After quitting the nightclub business, Jones decided to venture into acting and enrolled in Goodman Memorial Theatre of Drama in Chicago. “In the five years I attended Goodman, we acted in everything-including plays by Shakespeare and Tennessee Williams. One day I asked the teacher why we didn’t perform in any black plays. She turned to me and said, ‘There aren’t any.’ That got me to thinking–if there weren’t any black plays, then I would start writing them.”
After writing his first play, ‘Heel and Sole,’ about Dr. Martin Luther King, Jr., Jones moved to New York to continue his acting career. “I met Langston Hughes and James Baldwin. Baldwin allowed me to option a few of his plays and I went back to Chicago and produced ‘Blues for Mr. Charlie’ and ‘The Amen Corner.’ Black folks were standing in line to see those plays-they were packing the house. That was the first time I attempted to produce plays, and I liked the fit,” said Jones.
It wasn’t long before Jones decided to tackle Hollywood where he met comedian and actor Rudy Ray Moore. Moore and Jones co-wrote and co-starred in the popular Dolemite films in the ’70s.
But playwriting is Jones’ first love. So far, the prolific thespian has written 40 plays with such colorful titles as “All God’s Children’s Got Shoes the Devil Can’t Wear,” “Mama’s Got a Brand New Jag,” “The Homeless Party on Crack Alley,” and “When Muddy Waters Wasn’t Muddy.”
And the prolific playwright and producer has more plays in store. “I just wrote a gospel play, and its dynamite,” said Jones, who will produce it in the spring of 2008.

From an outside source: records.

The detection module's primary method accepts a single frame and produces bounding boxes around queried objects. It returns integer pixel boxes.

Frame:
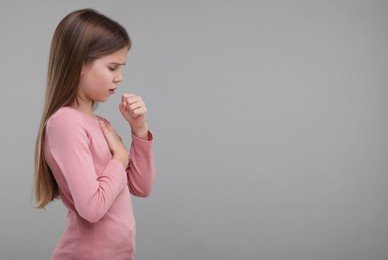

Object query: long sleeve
[126,131,156,197]
[46,107,147,260]
[45,114,127,223]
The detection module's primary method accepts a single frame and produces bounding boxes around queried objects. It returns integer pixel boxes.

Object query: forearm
[126,131,156,197]
[131,122,149,141]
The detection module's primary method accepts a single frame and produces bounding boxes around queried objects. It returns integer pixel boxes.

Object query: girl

For the past eight years, Jones has also been involved in his Call for Peace Foundation, a nonprofit organization he founded to help at-risk children. “We try to teach kids how to be more active and more positive by getting them off the street and teaching them how to act right. We also work with senior citizens. Eventually I want to purchase a school where I can teach acting, spoken word, and the performing arts,” said Jones.